Can rainfall explain the variability of sugarbeet root and sugar yield across North Dakota and Minnesota? | Science Societies Skip to main content

Can rainfall explain the variability of sugarbeet root and sugar yield across North Dakota and Minnesota?

By Amitava Chatterjee
November 4, 2020
Sugarbeet growers gathering for a field day conducted by the University of Minnesota–Crookston. Sugarbeet cultivation in the Red River Valley of Minnesota and North Dakota contributes to most sugar production in the U.S.
Sugarbeet growers gathering for a field day conducted by the University of Minnesota–Crookston. Sugarbeet cultivation in the Red River Valley of Minnesota and North Dakota contributes to most sugar production in the U.S.

Sugarbeet production regions of North Dakota and Minnesota contribute more than half of the production nationally. Across this region, sugarbeet yield and sugar content vary widely from north to south. The study described in this article used statistical analyses of five years (2013–2017) of county-wise monthly rainfall data to interpret the spatial variation of sugarbeet yield and quality. 

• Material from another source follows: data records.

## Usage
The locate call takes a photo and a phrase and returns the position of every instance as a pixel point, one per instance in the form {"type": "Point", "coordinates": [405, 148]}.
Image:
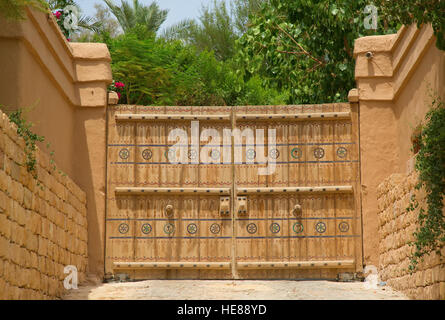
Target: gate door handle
{"type": "Point", "coordinates": [242, 205]}
{"type": "Point", "coordinates": [224, 206]}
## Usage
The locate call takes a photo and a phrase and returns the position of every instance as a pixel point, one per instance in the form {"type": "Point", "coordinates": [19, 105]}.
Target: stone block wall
{"type": "Point", "coordinates": [396, 227]}
{"type": "Point", "coordinates": [43, 224]}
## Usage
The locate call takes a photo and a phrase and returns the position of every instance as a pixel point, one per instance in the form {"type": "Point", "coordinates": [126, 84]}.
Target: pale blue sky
{"type": "Point", "coordinates": [178, 9]}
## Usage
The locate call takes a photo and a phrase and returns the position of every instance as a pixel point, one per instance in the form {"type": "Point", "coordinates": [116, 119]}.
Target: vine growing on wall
{"type": "Point", "coordinates": [430, 165]}
{"type": "Point", "coordinates": [31, 139]}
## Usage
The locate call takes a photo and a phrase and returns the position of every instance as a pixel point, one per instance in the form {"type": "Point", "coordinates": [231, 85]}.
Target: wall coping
{"type": "Point", "coordinates": [395, 58]}
{"type": "Point", "coordinates": [80, 71]}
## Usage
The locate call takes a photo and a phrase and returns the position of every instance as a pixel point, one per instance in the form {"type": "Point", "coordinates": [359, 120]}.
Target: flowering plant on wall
{"type": "Point", "coordinates": [68, 16]}
{"type": "Point", "coordinates": [118, 87]}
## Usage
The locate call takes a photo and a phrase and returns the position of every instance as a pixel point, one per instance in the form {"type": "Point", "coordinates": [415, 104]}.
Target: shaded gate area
{"type": "Point", "coordinates": [249, 192]}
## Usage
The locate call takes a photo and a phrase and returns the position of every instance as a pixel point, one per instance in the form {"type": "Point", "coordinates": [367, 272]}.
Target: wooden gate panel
{"type": "Point", "coordinates": [269, 240]}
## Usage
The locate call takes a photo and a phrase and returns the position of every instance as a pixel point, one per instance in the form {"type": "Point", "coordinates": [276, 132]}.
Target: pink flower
{"type": "Point", "coordinates": [58, 14]}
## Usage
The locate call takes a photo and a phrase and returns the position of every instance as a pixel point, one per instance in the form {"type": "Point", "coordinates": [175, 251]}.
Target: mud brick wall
{"type": "Point", "coordinates": [396, 227]}
{"type": "Point", "coordinates": [43, 226]}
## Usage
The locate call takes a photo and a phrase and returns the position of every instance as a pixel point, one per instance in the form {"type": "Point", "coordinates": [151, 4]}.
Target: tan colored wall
{"type": "Point", "coordinates": [43, 227]}
{"type": "Point", "coordinates": [396, 227]}
{"type": "Point", "coordinates": [66, 83]}
{"type": "Point", "coordinates": [393, 98]}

Rainfall is the most prominent driver of crop production to both dryland–rainfed and limited-irrigation crop production in the U.S. Great Plains (Lobell et al., 2007; Nielsen, 2018). Leng and Huang (2017) determined that a one-unit increase of precipitation lead to a 5.9% increase in corn yield (area-weighted county mean) in the contiguous United States. However, yield and rainfall relationship is not always positive. In California, Lobell et al. (2007) found that high precipitation was associated with a reduction in yields due to reduced pollination and increased disease pressure in wetter years. Teasdale and Cavigelli (2017) reported that late-season precipitation had the highest correlation with corn and soybean yields at Beltsville, MD. Understanding the rainfall distribution pattern within a production region is beneficial for establishing local recommendations and interpretation of results by researchers, growers, and stakeholders.

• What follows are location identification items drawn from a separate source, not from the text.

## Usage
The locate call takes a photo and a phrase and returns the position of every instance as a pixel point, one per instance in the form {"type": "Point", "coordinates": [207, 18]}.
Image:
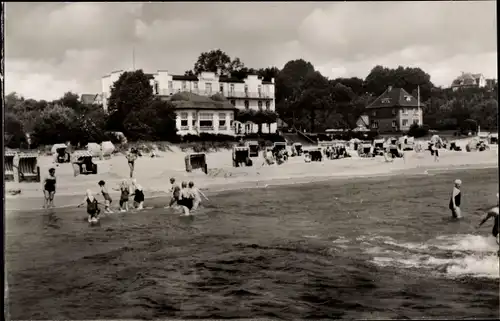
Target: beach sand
{"type": "Point", "coordinates": [154, 173]}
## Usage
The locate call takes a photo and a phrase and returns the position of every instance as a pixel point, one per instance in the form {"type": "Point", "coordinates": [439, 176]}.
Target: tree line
{"type": "Point", "coordinates": [305, 99]}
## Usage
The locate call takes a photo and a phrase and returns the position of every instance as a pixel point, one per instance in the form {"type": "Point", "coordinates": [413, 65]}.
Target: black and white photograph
{"type": "Point", "coordinates": [250, 160]}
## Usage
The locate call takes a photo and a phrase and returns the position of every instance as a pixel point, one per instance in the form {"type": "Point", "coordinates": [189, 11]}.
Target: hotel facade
{"type": "Point", "coordinates": [249, 93]}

Sugarbeet production regions of North Dakota and Minnesota contribute more than half of the production nationally. Across this region, sugarbeet yield and sugar content vary widely from north to south. Counties in the southern part of the region have more variability and a higher average yield than northern counties, indicating environmental conditions are seldom uniform across the region (Campbell, 1995). Commonly, sugarbeet is planted in early May, and it is harvested at the end of September. In the Red River Valley of North Dakota, sugarbeet used around 16.6 to 22.8 inches of water, which is comparatively higher than other crops grown in this area (Bauder & Ennen, 1981). Six weeks after germination, sugarbeet root begins an accelerated growth and continues to accumulate dry matter linearly throughout the growing season (Theurer, 1979). Sucrose content also increases linearly during the growing season with the most rapid rate of accumulation during June followed by a slightly decreased rate in July, remaining relatively constant thereafter until harvest (Theurer, 1979). The photosynthate allocated to the root is partitioned between growth and sucrose storage, and this partitioning is influenced by rainfall during the growing season (Wyse, 1979).

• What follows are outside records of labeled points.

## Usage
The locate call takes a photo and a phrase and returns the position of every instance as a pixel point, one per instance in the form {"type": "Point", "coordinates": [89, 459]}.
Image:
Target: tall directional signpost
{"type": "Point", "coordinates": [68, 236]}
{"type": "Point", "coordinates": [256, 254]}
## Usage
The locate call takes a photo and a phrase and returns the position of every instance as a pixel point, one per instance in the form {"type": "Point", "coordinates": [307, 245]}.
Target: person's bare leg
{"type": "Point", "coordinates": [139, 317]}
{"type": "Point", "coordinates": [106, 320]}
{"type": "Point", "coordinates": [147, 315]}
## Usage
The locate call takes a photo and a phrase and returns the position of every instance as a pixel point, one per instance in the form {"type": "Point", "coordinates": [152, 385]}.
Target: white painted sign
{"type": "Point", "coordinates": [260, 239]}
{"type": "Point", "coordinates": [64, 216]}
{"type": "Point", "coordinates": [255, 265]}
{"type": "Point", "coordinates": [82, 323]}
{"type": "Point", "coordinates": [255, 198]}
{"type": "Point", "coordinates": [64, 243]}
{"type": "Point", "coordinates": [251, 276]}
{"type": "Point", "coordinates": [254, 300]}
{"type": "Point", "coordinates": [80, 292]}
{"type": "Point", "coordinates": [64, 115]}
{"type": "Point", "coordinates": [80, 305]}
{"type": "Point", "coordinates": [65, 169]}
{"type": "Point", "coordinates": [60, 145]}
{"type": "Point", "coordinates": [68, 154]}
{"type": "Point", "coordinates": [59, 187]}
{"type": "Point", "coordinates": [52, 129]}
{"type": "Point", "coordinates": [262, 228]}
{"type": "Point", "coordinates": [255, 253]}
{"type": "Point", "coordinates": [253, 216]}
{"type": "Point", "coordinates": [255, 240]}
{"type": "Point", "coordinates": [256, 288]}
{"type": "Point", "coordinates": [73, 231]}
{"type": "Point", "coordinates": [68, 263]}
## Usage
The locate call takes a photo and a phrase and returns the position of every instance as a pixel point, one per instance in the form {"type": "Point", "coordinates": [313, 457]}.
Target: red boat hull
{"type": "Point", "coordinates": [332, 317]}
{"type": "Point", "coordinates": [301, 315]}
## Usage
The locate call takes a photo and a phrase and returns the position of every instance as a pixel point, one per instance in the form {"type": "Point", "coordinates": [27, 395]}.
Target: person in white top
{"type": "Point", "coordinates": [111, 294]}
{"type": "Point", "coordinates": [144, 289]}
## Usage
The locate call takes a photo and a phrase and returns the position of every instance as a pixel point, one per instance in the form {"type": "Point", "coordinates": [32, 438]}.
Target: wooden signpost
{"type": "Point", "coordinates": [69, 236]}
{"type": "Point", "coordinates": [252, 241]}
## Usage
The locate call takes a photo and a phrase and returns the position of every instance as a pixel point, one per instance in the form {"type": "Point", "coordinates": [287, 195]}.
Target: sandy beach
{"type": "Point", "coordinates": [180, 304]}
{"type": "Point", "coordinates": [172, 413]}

The study described in this article used statistical analyses of five years (2013–2017) of county-wise monthly rainfall data to interpret the spatial variation of sugarbeet yield and quality. The specific research questions investigated were:

  1. How much is the county-level variability in sugarbeet root yield and sugar content in the region?
  2. Rainfall in which months are associated with root yield and which are for sugar content? Are they similar across the region?
  3. What extent of sugarbeet root yield and sugar content can be explained by monthly rainfall data in this region?

Estimation of Rainfall Contribution to Sugarbeet Root Yield and Sugar Content

County-level monthly rainfall data of the growing season (May-September) for five years (2013–2017) were obtained from the North Dakota Agriculture Weather Network (http://ndawn.ndsu.nodak.edu) and the Minnesota Department of Natural Resources website (www.dnr.state.mn.us/climate/index.html). If there was no weather station in a county, the nearest weather station data were used. County-level sugarbeet root yield and sugar content data of major sugarbeet-producing counties of North Dakota and Minnesota were collected from three factory districts: American Crystal Sugar Company, Southern Minnesota Beet Sugar Cooperative, and Minn-Dak (personal communication with agronomists).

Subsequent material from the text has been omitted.